SAFE HARBOR FOR FORWARD-LOOKING STATEMENTS
Statements
in this document regarding the proposed transaction between Candela Corporation
and Syneron Medical Ltd., including, without limitation, the expected timetable
for completing the transaction, statements related to the anticipated
consummation of the proposed combination of Candela Corporation and Syneron
Medical Ltd., management of the combined company, the benefits of the proposed
combination, the future financial performance of Syneron Medical Ltd. after the
proposed combination, and any other statements regarding future expectations,
beliefs, goals, plans or prospects constitute forward-looking statements within
the meaning of the Private Securities Litigation Reform Act of 1995. Any statements that are not statements of
historical fact (including statements containing believes, anticipates, plans,
expects, may, will, would, intends, estimates and similar
expressions) should also be considered to be forward-looking statements. There are a number of important factors that
could cause actual results or events to differ materially from those indicated
by such forward-looking statements, including: the ability of each of Candela
Corporation and Syneron Medical Ltd. to satisfy the closing conditions and
consummate the transaction, including obtaining the approval of the transaction
by Candela Corporations stockholders; the risk that the businesses may not be
integrated successfully; the risk that the transaction may involve unexpected
costs or unexpected liabilities; the risk that synergies from the transaction
may not be fully realized or may take longer to realize than expected; the risk
that disruptions from the transaction make it more difficult to maintain
relationships with customers, employees, or suppliers; and the other risks set
forth in the proxy statement/prospectus and the most recent Annual Report on Form 10-K
and Form 20-F of Candela Corporation and Syneron Medical Ltd.,
respectively, as well as the other factors described in the filings that
Candela Corporation and Syneron Medical Ltd. make with the SEC from time to
time.
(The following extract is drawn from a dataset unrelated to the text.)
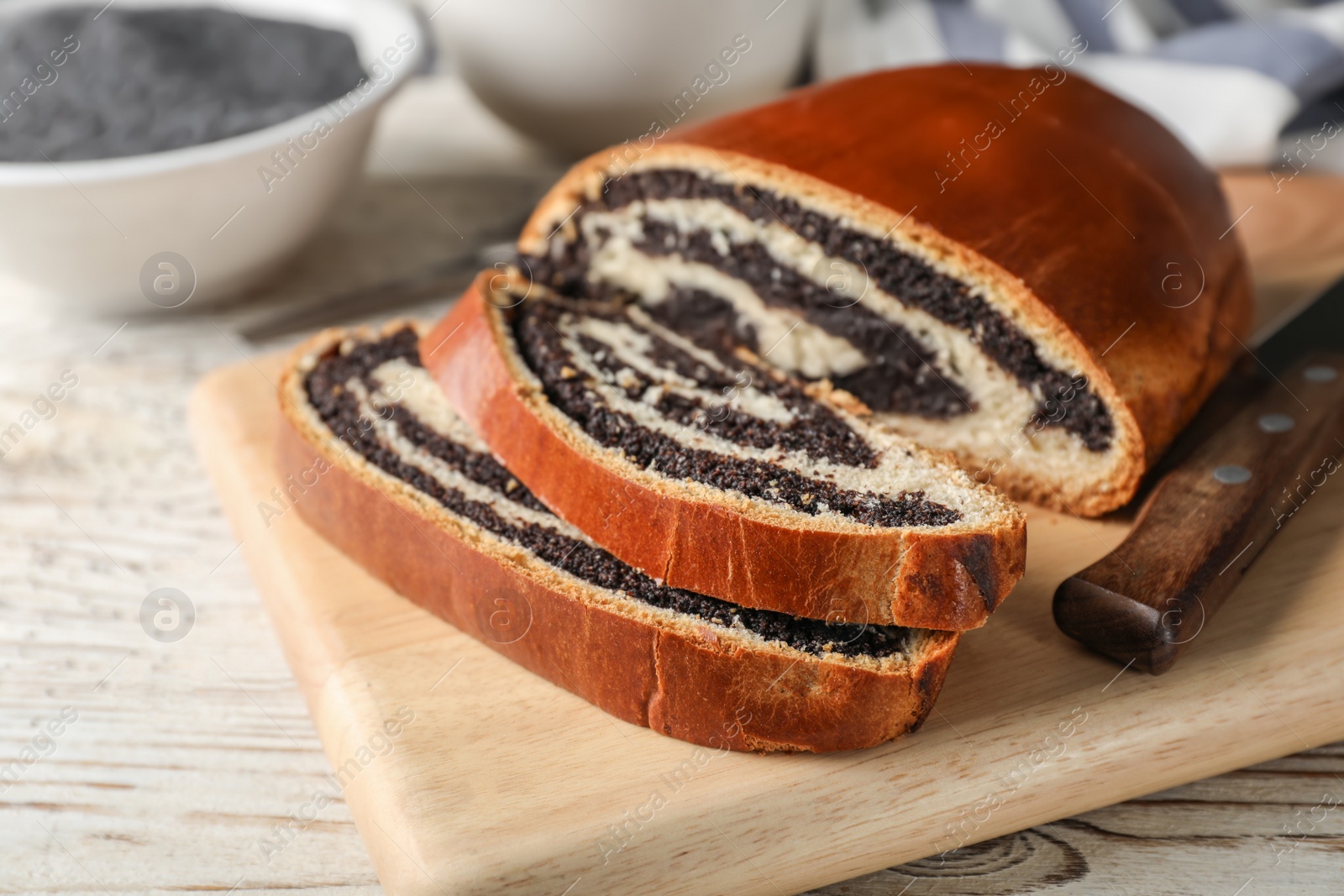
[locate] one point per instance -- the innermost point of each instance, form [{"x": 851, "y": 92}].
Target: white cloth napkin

If one or more of these factors
materialize, or if any underlying assumptions prove incorrect, Candela
Corporation and Syneron Medical Ltd.s actual results, performance or
achievements may vary materially from any future results, performance or
achievements expressed or implied by these forward-looking statements.
In
addition, the statements in this document reflect the expectations and beliefs
of Candela Corporation and/or Syneron Medical Ltd. as of the date of this
document. Candela Corporation and Syneron
Medical Ltd. anticipate that subsequent events and developments will cause
their expectations and beliefs to change.
However, while Candela Corporation and Syneron Medical Ltd. may elect to
update these forward-looking statements publicly in the future, they
specifically disclaim any obligation to do so.
The forward-looking statements of Candela Corporation and/or Syneron
Medical Ltd. do not reflect the potential impact of any future dispositions or
strategic transactions, including the Merger, that may be undertaken. These forward-looking statements should not
be relied upon as representing Candela Corporation or Syneron Medical Ltd.s
views as of any date after the date of this document.